Add malloc routing analysis and refill success tracking

### Changes: - **Routing Counters**: Added per-thread counters in hakmem.c to track: - g_malloc_total_calls: Total malloc() invocations - g_malloc_tiny_size_match: Calls within tiny size range (<=128B) - g_malloc_fast_path_tried: Calls that attempted fast path - g_malloc_fast_path_null: Fast path returned NULL - g_malloc_slow_path: Calls routed to slow path - **Refill Success Tracking**: Added counters in tiny_fastcache.c: - g_refill_success_count: Full batch (16 blocks) - g_refill_partial_count: Partial batch (<16 blocks) - g_refill_fail_count: Zero blocks allocated - g_refill_total_blocks: Total blocks across all refills - **Profile Output Enhanced**: tiny_fast_print_profile() now shows: - Routing statistics (which path allocations take) - Refill success/failure breakdown - Average blocks per refill ### Key Findings: ✅ Fast path routing: 100% success (20,479/20,480 calls per thread) ✅ Refill success: 100% (1,285 refills, all 16 blocks each) ⚠️ Performance: Still only 1.68M ops/s vs System's 8.06M (20.8%) **Root Cause Confirmed**: - NOT a routing problem (100% reach fast path) - NOT a refill failure (100% success) - IS a structural performance issue (2,418 cycles avg for malloc) **Bottlenecks Identified**: 1. Fast path cache hits: ~2,418 cycles (vs tcache ~100 cycles) 2. Refill operations: ~39,938 cycles (expensive but infrequent) 3. Overall throughput: 4.8x slower than system malloc **Next Steps** (per LARSON_PERFORMANCE_ANALYSIS_2025_11_05.md): - Option B: Refill efficiency (batch allocation from SuperSlab) - Option C: Ultra-fast path redesign (tcache-equivalent) Related: LARSON_PERFORMANCE_ANALYSIS_2025_11_05.md
2025-11-05 05:56:02 +00:00
parent 872622b78b
commit 31af3eab27
2 changed files with 69 additions and 1 deletions
--- a/core/hakmem.c
+++ b/core/hakmem.c
@ -1247,7 +1247,16 @@ void* realloc(void* ptr, size_t size) {
 #else

 // malloc wrapper - intercepts system malloc() calls
+// Debug counters for malloc routing (Phase 6-6 analysis)

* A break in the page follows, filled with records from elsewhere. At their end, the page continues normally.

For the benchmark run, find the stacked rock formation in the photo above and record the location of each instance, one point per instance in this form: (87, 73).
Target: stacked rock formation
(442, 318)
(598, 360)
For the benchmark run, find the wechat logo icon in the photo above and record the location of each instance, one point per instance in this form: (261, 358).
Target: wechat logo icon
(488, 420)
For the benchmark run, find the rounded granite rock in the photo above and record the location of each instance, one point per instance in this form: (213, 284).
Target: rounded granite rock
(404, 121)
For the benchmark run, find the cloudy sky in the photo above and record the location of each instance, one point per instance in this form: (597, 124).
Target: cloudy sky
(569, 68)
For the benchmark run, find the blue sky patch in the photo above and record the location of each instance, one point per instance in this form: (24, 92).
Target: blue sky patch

+__thread uint64_t g_malloc_total_calls = 0;
+__thread uint64_t g_malloc_tiny_size_match = 0;
+__thread uint64_t g_malloc_fast_path_tried = 0;
+__thread uint64_t g_malloc_fast_path_null = 0;
+__thread uint64_t g_malloc_slow_path = 0;
+
 void* malloc(size_t size) {
+    g_malloc_total_calls++;
+
    // ========================================================================
    // Phase 6-5: ULTRA-FAST PATH FIRST (mimalloc/tcache style)
    // Inspired by research: tcache has 0 branches, mimalloc has 1-2 branches
@ -1256,6 +1265,7 @@ void* malloc(size_t size) {
 #ifdef HAKMEM_TINY_FAST_PATH
    // Branch 1: Size check (predicted taken for tiny allocations)

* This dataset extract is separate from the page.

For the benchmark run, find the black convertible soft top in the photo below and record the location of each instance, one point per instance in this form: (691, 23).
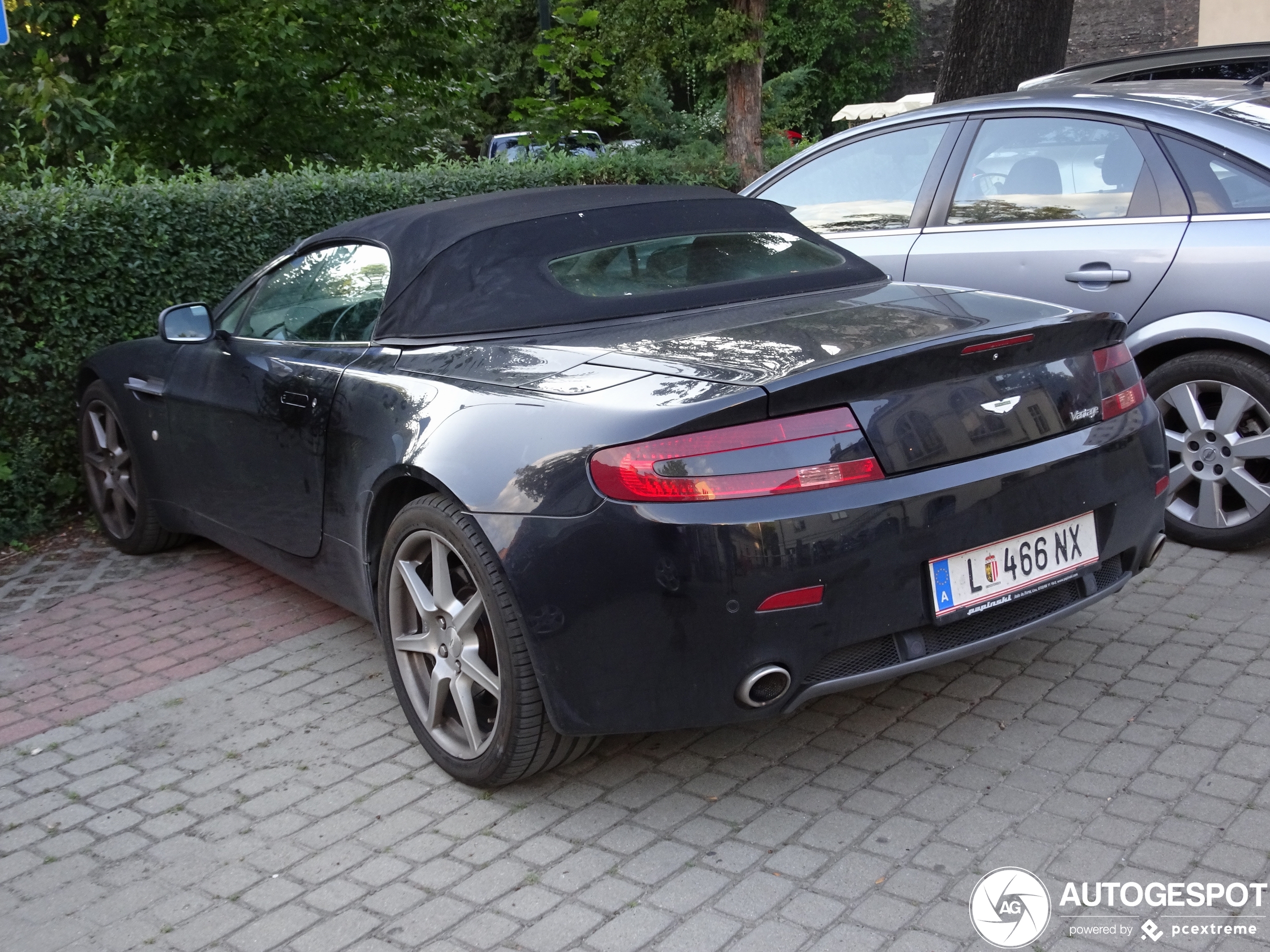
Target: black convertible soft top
(479, 264)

    if (__builtin_expect(size <= TINY_FAST_THRESHOLD, 1)) {
+        g_malloc_tiny_size_match++;
        extern void* tiny_fast_alloc(size_t);
        extern void tiny_fast_init(void);
        extern __thread int g_tiny_fast_initialized;
@ -1263,10 +1273,12 @@ void* malloc(size_t size) {
        // Branch 2: Initialization check (predicted taken after first call)
        if (__builtin_expect(g_tiny_fast_initialized, 1)) {
            // Branch 3: Cache hit check (predicted taken ~90% of time)
+            g_malloc_fast_path_tried++;
            void* ptr = tiny_fast_alloc(size);
            if (__builtin_expect(ptr != NULL, 1)) {
                return ptr;  // ✅ FAST PATH: 3 branches total (vs tcache's 0, mimalloc's 1-2)
            }
+            g_malloc_fast_path_null++;
            // Cache miss: fall through to slow path refill
        } else {
            // Cold path: initialize once per thread (rare)
@ -1279,6 +1291,7 @@ void* malloc(size_t size) {
    // ========================================================================
    // SLOW PATH: All guards moved here (only executed on fast path miss)
    // ========================================================================
+    g_malloc_slow_path++;

    // Recursion guard: if we're inside the allocator already, fall back to libc
    if (g_hakmem_lock_depth > 0) {